Replicated shared-memory networking, a "refreshing" new technology, offers the simulator system architect a powerful and efficient tool for interconnecting computer systems. This technology has been made feasible by advances in fiber optics, high speed electronics and electronic packaging technologies.

With a replicated shared-memory network design, the system integrator accrues many benefits:

  • Communications of data and control can take place at memory speeds -- order-of-magnitude improvement over message-passing networks.
  • The overall system design can be conceptually "simple", easy to understand by all project personnel, easy to modify, and simple to test.
  • Large savings can be made in both fiscal and schedule budgets, since system software and communications programming is greatly simplified.
  • Deterministic performance can easily be achieved, due to the speed of communications and small variations in delay times.
  • Real-time reconfiguration, real-time error recovery, fault tolerance and graceful degradation -- all are easily implemented by-products of a shared-memory architecture.
  • Computer hardware costs can be reduced by eliminating the CPU time needed for time-consuming communications software which is typical of message-passing systems.

  • Systems can be integrated, expanded and modified quickly -- thus saving both time and money for the system integrator.
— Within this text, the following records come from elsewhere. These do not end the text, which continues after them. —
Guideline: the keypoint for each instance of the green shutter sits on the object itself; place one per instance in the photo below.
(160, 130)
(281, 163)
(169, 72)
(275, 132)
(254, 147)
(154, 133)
Deciding whether a replicated shared-memory network is the right solution for a project is a straight forward matter. Simply ask the question: Would this problem be best solved by a collection of computers all connected to a single physical shared-memory module? Pictorially this is shown in Figure 12. If this figure depicts the best "logical" configuration to solve the problem at hand, then a replicated shared-memory network is the best "physical" approach. A replicated shared-memory network makes a distributed computer system "look" to the system architect and software engineers as though it was configured.